You should read anything you're going to reference. I just ran thru that paper 
and in pretty much every metric ASN.1 was superior to protobuf. Memory 
footprint, CPU consumption, and resulting message length. I'm not familiar 
with the ASN.1 compiler they used, but it appeared to require messages to be 
decoded into objects all in one go, which would greatly affect its memory 
footprint. OpenLDAP's liblber allows messages to be decoded incrementally, 
in-place for zero-copy streaming. We can't do a direct comparison since 
they're using PER and we only support BER/DER, but on BER/DER, I suspect 
liblber would greatly outperform their chosen ASN.1 software.

> At Google, protobuf's are *the* medium of exchange for data.  Everything is 
> done through RPC - I/O calls that use the Google file system turn into RPC's - 
> and those RPC's are implemented as protobufs.  Protobuf values are also define 
> a "record format" for saving data to files.  So there's really good reason to 
> optimize for some combination of CPU and size - though *what* combination is 
> really going to be application- and technology-dependent.

Google is not a paragon of efficiency; there's plenty of things they get 
wrong, left to their own devices. I'll note that Google contracted with my 
company back in 2007 or so when they needed help scaling their servers to 
handle multi-thousand concurrent connections.

Using your wire format for your storage format has been done before.
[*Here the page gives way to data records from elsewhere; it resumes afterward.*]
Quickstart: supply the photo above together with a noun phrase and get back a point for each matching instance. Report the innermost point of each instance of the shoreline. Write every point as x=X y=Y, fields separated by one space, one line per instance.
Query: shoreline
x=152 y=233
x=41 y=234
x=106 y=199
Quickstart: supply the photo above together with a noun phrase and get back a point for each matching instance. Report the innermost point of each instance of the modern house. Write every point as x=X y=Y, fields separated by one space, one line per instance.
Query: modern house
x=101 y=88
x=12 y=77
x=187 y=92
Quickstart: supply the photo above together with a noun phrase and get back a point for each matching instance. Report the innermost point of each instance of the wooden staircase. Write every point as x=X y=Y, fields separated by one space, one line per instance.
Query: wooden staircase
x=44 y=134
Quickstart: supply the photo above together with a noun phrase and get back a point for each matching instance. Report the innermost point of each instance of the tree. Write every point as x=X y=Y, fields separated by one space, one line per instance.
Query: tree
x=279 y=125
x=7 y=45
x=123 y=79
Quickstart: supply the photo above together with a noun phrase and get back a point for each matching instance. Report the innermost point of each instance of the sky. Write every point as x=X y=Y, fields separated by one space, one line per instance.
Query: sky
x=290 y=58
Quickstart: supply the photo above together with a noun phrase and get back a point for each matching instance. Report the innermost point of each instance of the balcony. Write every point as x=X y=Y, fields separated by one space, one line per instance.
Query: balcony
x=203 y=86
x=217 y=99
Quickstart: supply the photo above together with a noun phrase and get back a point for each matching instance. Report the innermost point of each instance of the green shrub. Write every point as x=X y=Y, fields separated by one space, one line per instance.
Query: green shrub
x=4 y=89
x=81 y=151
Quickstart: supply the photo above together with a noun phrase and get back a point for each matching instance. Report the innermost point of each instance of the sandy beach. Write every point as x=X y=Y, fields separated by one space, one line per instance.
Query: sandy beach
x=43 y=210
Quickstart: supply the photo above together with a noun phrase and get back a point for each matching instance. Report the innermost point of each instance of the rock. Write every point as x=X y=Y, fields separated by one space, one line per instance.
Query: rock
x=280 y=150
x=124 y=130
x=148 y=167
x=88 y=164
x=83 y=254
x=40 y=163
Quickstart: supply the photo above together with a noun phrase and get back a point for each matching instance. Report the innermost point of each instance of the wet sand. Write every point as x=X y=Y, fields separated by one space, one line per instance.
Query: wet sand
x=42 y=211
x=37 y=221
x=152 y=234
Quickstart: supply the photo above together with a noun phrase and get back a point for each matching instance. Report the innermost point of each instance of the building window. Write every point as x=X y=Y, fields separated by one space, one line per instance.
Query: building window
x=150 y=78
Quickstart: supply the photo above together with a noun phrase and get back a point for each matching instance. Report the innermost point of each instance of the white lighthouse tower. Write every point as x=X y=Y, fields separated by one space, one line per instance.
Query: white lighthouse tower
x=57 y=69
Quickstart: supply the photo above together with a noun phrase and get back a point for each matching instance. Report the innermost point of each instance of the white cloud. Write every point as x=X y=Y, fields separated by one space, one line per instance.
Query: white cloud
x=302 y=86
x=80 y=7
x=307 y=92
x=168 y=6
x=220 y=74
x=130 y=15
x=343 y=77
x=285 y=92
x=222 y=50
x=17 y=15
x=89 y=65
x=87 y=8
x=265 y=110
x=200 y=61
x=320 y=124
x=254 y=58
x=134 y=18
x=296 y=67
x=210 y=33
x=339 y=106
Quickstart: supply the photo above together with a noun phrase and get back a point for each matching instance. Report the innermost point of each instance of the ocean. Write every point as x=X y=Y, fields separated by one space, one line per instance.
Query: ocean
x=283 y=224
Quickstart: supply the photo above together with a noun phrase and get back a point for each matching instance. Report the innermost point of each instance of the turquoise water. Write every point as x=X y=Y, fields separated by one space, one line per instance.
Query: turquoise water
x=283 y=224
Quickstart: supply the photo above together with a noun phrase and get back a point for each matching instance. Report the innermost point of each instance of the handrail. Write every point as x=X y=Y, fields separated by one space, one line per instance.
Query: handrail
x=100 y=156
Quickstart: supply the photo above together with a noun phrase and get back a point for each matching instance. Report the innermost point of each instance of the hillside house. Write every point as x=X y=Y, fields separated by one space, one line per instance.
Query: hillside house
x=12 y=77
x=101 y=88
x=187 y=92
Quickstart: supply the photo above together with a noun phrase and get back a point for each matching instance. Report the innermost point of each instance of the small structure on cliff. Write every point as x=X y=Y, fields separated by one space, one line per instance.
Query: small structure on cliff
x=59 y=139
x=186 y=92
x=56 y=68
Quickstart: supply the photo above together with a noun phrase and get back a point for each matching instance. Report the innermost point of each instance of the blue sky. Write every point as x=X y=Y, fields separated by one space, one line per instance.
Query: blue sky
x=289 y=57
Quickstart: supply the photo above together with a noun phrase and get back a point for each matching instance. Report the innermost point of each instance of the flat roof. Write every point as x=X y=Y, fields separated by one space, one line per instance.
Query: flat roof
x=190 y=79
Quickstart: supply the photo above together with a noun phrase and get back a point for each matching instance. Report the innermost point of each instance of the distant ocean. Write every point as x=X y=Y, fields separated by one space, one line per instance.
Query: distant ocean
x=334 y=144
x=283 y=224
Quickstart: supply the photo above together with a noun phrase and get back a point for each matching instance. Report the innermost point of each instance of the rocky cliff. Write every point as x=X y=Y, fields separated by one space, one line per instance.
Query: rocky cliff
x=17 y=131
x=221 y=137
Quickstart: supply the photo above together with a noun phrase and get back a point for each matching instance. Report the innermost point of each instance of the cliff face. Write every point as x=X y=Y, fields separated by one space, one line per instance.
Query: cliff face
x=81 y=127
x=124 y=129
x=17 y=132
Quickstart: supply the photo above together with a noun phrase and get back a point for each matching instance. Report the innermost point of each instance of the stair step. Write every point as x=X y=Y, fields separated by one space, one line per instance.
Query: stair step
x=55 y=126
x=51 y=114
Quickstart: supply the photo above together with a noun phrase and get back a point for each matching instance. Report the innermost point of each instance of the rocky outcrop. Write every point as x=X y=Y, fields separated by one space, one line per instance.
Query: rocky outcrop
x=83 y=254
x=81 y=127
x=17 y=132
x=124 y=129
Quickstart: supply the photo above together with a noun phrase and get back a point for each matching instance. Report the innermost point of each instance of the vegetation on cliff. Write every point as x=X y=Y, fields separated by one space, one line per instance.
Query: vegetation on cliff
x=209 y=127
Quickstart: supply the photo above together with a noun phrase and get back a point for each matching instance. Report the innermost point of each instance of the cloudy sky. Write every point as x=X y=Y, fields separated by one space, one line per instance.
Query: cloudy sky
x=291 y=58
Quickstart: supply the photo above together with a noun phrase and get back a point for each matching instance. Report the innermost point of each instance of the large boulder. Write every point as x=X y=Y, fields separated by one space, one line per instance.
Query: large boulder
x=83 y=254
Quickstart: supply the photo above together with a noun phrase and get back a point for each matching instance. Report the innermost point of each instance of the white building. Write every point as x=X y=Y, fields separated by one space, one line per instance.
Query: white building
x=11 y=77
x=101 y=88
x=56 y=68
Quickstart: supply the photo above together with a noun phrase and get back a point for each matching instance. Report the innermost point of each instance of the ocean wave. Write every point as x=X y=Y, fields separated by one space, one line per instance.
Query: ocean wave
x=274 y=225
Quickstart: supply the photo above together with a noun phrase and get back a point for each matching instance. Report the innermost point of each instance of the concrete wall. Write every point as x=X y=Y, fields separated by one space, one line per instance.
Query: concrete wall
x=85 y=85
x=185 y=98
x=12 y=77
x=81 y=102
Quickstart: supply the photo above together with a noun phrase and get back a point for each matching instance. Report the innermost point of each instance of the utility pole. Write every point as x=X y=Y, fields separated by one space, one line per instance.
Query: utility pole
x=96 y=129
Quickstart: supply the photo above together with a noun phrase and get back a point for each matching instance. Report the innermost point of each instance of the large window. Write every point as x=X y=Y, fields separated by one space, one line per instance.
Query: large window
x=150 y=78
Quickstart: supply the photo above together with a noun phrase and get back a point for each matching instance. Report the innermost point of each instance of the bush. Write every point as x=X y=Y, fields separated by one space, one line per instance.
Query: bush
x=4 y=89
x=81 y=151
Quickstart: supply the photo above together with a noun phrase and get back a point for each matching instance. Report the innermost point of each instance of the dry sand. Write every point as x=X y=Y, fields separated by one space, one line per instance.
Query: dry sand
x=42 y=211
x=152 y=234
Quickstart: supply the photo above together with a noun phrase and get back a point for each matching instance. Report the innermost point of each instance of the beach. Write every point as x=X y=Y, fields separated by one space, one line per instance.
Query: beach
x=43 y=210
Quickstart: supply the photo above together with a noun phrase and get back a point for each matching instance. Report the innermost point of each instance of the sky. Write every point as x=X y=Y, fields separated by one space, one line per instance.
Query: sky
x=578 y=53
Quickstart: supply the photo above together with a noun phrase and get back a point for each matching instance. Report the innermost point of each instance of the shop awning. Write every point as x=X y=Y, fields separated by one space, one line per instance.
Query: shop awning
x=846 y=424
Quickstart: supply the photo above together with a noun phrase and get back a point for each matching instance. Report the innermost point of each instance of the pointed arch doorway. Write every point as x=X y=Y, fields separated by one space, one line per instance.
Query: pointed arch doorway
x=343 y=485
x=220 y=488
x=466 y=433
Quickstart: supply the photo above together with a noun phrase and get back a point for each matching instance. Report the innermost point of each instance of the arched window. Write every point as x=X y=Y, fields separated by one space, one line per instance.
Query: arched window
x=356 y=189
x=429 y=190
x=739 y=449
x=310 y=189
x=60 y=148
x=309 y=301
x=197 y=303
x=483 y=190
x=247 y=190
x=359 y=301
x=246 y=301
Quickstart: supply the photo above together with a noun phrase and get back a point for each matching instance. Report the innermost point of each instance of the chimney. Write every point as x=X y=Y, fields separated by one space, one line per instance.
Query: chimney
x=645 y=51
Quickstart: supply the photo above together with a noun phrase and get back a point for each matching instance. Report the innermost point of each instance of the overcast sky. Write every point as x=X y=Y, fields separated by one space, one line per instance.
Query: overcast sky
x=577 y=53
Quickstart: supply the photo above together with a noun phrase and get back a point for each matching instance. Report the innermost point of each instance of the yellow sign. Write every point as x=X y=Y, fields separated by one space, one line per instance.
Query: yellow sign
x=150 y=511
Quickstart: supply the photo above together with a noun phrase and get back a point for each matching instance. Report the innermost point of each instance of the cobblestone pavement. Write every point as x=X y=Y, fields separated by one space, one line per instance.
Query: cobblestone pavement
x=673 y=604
It works 
when you have a simple data model and a simpler/nonexistent security model. It 
doesn't work for e.g. OpenLDAP where you have fine-grained access controls 
which require hiding some fields or values from some requestors, thus 
requiring field and record lengths and offsets to be recomputed on the fly.

> As has been discussed here in the past, ASN.1 is rather difficult to implement 
> correctly.  The protobuf wire format (which is what we're really discussing) 
> is quite simple by comparison.  Granted, these days there are libraries that 
> (allegedly) get both right.

Like most things, difficult things get easier with practice. Good tools are 
just as easily misused as used, it all comes down to the person using it.
liblber has been around for a couple decades, carefully optimized, heavily 
tested, and widely deployed. It has never been broken by buffer overflows or 
other such nonsense. Comparatively, the protobuf guys are still just getting 
their feet wet.

> In the end ... the best answer for which is better seems to be "it depends" - 
> which is exactly why we are still inventing new serialization formats.
> 
>                                                          -- Jerry
> 

-- 
   -- Howard Chu
   CTO, Symas Corp.           http://www.symas.com
   Director, Highland Sun     http://highlandsun.com/hyc/
   Chief Architect, OpenLDAP  http://www.openldap.org/project/